Анатолий Сергеевич проводил его задумчивым взглядом. Роман Григорьевич, а попросту Ромка, был старым товарищем Колесникова. Они вместе учились в школе, сидели за одной партой, беспрестанно соревновались в учебе и получении отличных отметок. Вместе, наперекор родным, пошли в армию и вместе поступили после службы в технический институт. Тогда и повелось называть друг друга на «вы» и исключительно по имени и отчеству, это был стиль, их собственная фишка. Оба, почти одновременно женились на сокурсницах и оба народили детей, только у Романа Григорьевича дитя не прожив и недели, скончалась, следом за дочерью ушла и супруга. Роман озлобился, замкнулся в себе, а с обрушением Советов запил, опустился, ходил по дворам, собирал бутылки, сдавал, на эти копейки и жил. С большим трудом вернул его к жизни Анатолий Сергеевич и теперь наблюдал, как добрым ангелом-хранителем следует по пятам за его другом умершая жена, вся в белом. Маленькой дочери Романа Григорьевича не наблюдалось, по всей видимости, у младенцев был другой путь.

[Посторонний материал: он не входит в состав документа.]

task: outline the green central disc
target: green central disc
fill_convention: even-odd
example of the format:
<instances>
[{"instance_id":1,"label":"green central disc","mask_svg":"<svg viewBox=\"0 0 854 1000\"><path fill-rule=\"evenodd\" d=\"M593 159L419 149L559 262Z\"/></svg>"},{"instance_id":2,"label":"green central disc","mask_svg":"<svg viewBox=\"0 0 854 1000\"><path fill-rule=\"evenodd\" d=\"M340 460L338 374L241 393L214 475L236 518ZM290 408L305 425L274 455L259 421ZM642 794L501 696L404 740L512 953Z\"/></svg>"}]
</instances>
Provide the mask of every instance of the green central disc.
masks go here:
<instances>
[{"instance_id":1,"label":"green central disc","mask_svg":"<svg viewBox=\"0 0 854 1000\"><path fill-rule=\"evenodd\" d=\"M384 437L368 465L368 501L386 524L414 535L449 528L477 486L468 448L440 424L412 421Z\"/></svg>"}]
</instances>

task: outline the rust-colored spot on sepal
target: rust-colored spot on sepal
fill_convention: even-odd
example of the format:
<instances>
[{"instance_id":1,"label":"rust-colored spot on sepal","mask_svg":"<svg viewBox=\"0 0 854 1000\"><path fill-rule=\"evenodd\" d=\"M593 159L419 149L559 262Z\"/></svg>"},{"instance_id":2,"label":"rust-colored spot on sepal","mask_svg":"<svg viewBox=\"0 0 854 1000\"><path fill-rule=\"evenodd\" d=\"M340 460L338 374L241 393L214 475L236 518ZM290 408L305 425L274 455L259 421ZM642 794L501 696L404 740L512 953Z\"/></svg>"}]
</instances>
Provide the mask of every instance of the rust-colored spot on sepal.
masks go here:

– Их путь – есть царствие небесное! – пробормотал Анатолий Сергеевич.
– Что, простите? – наклонилась к нему гримерша.
– Нет, ничего, это я не вам, – рассеянно произнес Анатолий Сергеевич.
Постепенно, к виду призраков, повсюду преследующих живых, он привык. Но все же, испытал состояние шока, когда увидел переполненный зал, где было не столько живущих на этом свете людей, сколько уже отживших. Мертвые едва только на головах у живых не сидели.
– Так вы его друг? – вкрадчиво проговорила женщина из окружения президента.